Musik sollte im besten Fall die Eigenschaft haben, verschiedenste Sinne anzusprechen und den Hörer aus dem Alltag und seinem Trott zu reißen. Da ist es ein gutes Zeichen, wenn der Hörer sich selbst dabei erwischt wie er minutenlang aus eben jenem Alltag rausgerissen wird und der Musik folgt.
„Kapital oder Kapitulieren“
Letzteres ist der Fall bei der zweiten Platte KEIN WETTER der Münchener Band Friends of Gas. Reihten sie sich mit ihrem Debüt FATAL SCHWACH bereits in eine Riege großartiger Noiserock- und Post-Punkbands wie Die Nerven oder Messer ein, führen sie die Lust am Experimentieren auf ihrer zweiten Platte weiter aus.

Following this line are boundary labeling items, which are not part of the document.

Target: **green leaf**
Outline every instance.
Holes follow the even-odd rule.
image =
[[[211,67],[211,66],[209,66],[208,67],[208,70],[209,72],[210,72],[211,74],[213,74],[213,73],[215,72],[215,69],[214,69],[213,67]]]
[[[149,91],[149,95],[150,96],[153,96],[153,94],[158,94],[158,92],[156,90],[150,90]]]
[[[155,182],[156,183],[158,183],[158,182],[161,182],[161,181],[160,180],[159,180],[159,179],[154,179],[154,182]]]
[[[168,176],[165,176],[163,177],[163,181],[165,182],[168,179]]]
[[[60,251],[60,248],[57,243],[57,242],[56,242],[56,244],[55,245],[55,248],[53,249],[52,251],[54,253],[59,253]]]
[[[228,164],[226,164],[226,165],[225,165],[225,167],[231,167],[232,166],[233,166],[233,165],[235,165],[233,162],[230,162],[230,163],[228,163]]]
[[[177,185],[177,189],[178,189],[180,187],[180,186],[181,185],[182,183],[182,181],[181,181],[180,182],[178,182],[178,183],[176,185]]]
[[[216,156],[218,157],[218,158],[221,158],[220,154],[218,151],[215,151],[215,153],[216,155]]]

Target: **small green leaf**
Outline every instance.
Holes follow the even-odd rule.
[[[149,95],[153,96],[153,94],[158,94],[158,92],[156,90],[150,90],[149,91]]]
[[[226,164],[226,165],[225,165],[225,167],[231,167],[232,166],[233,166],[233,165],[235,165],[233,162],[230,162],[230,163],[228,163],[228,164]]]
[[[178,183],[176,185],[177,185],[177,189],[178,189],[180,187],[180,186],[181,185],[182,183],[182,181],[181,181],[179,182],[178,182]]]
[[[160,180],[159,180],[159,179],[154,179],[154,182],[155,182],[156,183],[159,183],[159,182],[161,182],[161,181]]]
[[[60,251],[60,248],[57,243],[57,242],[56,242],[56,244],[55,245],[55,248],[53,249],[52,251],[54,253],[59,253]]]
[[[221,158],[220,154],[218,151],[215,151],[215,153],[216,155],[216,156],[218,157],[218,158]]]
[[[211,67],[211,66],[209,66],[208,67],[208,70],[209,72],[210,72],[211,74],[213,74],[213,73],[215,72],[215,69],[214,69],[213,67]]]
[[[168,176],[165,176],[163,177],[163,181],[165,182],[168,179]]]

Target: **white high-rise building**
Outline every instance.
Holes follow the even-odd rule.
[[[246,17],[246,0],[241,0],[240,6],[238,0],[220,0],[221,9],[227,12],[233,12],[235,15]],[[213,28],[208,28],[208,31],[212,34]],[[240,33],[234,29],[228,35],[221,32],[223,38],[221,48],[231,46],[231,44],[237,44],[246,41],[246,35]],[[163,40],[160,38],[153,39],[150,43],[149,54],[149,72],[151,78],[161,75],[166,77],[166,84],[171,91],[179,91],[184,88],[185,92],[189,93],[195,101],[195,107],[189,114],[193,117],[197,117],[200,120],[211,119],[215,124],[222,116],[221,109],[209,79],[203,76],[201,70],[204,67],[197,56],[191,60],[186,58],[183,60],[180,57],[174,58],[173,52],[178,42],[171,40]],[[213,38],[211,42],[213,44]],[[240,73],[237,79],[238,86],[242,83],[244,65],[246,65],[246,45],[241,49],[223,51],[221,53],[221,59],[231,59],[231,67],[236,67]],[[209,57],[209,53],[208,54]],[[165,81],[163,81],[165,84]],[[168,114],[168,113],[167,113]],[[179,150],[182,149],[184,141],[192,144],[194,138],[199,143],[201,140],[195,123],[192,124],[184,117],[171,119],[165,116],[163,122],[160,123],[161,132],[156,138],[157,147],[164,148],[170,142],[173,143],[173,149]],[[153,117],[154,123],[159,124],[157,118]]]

Die Songs pendeln zwischen schweren, langsam-mäandrierenden Noisewerken, in denen sich Bass und Gitarre auf bizarre Wechselspiele einlassen und relativ straighten Grungesongs, die an die frühen Sonic Youth erinnern („Blaiberg“). Teilweise fordernd im Sound, wird KEIN WETTER jedoch zwingend und einnehmend durch den kratzig- kehligen Gesang von Nina Walser. Eine Stimme, die wie eine Mischung aus Kim Gordon und Lydia Lynch klingt, bei der man nicht weiß, ob sie so kratzig ist, weil sie lange geschwiegen hat oder gerade die Menschen im Proseminar Politische Ökonomie nieder diskutiert hat. Mit einer Mischung aus Nüchternheit und Spott beschreibt sie den Mensch als Spielball des globalen Kapitalismus, der selbst vor dieser Einsicht kapituliert, weil es zu verwirrend, vielleicht zu groß für den Einzelnen in der Analyse ist.
„Unsere Liebe ist ein in Hollywood gezüchtetes Monster“
Auch der eigenen Zwischenmenschlichkeit wird unterstellt nur ein Abziehbild der Filmindustrie zu sein („Stechpalmenwald“). Charmant ist die eindringliche Wiederholung von Programmsätzen und Parolen ohne als solche wahrgenommen zu werden, was der Sängerin durch geschickte Pausen und Wortdehnungen gelingt. Eigentlich würden Friends of Gas ganz gut in die frühe Punkbewegung mit ihrer „No Future“ – Haltung passen und doch ist da dieser Hang zur nüchternen, stoischen Reflexion, die so wunderbar musikalisch vom verzerrt-stoischen SST-Sound gespiegelt wird. Den Höhepunkt erreicht dies beim vorletzen Stück „Im Bad“, in dem sich die Haupfigur darum bemüht, den inneren Ausgleich zu finden. Dazu scheinen die dahinfliehenden Akkorde, die sich langsam zu einem Rückkopplungsfeuerwerk aufbauen, den Hörer ähnlich hinabzuziehen und zu ertränken wie die Wärme, die sich im Bad ausbreitet. Man ist ein wenig froh, wenn man aus seinen Gedanken zurück in den Alltag gerissen wird. Ab und zu wäre etwas weniger Patrick Wagner mehr gewesen, aber die Platte tut weh und läßt doch einen anderen Blick auf sich und die Welt zu.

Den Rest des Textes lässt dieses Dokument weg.